Dir: Kyle Moore
Star: Susan Gayle Watts, Carr Cavender, P.J. Marshall, Robert Morgan
Described on the poster as a “neo-Western”, that’s a fairly accurate assessment. While the setting is contemporary, you could easily imagine much of this taking place a hundred years earlier. There’s nods to the spaghetti flavour of the genre, too, with a nameless drifter of uncertain morality. But, especially early, it is fairly uncompromising in its Arizona identity. So. Many. Saguaros… Indeed, this was partly shot in Safford and Tucson, but the bulk of it was filmed on a 400-acre stretch of land in Klondyke, and is unashamedly rural.

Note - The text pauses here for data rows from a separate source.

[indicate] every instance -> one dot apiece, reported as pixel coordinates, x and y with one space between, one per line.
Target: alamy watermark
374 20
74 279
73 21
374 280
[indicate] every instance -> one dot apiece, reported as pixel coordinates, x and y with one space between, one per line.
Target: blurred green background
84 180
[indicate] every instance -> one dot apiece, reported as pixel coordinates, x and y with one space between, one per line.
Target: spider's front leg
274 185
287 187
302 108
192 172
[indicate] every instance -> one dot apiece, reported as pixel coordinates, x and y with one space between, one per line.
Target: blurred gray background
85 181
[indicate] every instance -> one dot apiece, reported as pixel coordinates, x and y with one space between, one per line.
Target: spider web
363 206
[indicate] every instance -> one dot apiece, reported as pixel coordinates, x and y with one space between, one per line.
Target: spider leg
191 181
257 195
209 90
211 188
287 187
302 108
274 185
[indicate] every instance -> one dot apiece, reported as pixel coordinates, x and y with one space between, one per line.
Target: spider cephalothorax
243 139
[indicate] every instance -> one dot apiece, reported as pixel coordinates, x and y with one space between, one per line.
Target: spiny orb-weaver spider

In its heroine, if certainly nails the fiercely independent spirit of Arizonans. But that’s getting a bit ahead of itself.
It begins with a robbery of rare books that goes severely pear-shaped, with one perpetrator injured, and the getaway vehicle wrecked. Plan B, involving hijacking a small plane to head for Mexico, is little more successful. The gang, led by Leduc (Marshall) and Eungard (Morgan), are forced to land short of the border, on a ranch owned by Eden Magness (Watts). They hole up there, taking Eden and their pilot hostage, while they figure out what to do next. There’s dissension in the ranks, not least about how to handle the wounded colleague, and also a wild card in play. For a drifter with no name (Cavender) had stowed away in Eden’s pick-up, and observes the arrival of the robbers, who are unaware of his presence. Will he be able to free the captives? Or will he simply decide to go into business for himself, swipe the loot and high-tail it out of there?

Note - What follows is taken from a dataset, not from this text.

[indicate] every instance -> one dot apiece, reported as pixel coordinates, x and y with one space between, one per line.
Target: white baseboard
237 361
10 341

I think the main issue here is a set-up which feels like it’s going to be Die Hard on a ranch – not dissimilar, perhaps, to Close Range – then doesn’t deliver. The drifter is nicely set up as a character of contradictions. In a diner, he defends a woman against abuse from her partner, yet then bilks the establishment out of the bill, with a pre-prepared dead fly. Yet once he arrives on the ranch, and things kick off, he becomes very passive. Not helping in this regard is Watts’s fine performance, which helps steal focus. It’s as if, in Die Hard, Holly McClane had been more interesting than her husband.

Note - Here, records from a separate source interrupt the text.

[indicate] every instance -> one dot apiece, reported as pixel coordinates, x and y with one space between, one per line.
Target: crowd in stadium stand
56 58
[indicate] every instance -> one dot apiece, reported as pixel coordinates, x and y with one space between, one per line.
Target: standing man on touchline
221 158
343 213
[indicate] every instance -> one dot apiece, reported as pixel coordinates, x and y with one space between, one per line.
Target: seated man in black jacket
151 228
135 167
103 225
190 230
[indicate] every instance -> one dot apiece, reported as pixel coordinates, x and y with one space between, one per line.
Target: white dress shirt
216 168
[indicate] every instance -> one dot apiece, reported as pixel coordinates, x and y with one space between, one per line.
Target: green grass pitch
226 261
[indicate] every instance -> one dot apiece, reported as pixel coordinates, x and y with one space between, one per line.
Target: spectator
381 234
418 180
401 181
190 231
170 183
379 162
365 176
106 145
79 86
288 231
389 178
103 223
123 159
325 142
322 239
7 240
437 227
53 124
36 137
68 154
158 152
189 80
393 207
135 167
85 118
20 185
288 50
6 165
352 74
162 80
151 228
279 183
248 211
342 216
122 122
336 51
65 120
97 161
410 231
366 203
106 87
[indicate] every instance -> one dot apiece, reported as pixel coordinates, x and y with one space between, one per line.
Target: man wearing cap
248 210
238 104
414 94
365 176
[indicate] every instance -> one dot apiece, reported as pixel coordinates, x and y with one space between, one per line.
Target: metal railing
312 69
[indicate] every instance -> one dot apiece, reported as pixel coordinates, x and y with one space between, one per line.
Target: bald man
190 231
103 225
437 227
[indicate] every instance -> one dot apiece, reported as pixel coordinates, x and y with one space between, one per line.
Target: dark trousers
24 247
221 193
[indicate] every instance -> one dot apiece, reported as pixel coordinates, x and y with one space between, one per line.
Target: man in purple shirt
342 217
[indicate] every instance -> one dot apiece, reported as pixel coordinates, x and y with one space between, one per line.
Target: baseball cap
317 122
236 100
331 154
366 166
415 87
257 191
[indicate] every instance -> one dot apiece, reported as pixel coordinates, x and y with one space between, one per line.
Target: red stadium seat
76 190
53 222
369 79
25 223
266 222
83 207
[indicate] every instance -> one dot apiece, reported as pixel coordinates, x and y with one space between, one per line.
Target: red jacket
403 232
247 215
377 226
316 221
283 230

On the other hand, Watts helps sustain the movie over some fairly slow patches in the middle, where the pacing could have been bumped up. In general, the performances are good enough to counter what could have become a rather static set-up and execution. There are moments where character motivation could perhaps have used a bit more exposition. However, any time it felt like my interest was about to flag, the writers seemed to read my mind, and the plot would be kick-started forward some more. As a result, it did a decent enough job of holding my attention, and for a debut feature from Moore (his IMDb credits seems mostly as an editor on shorts), is definitely better than some Arizona films I’ve endured.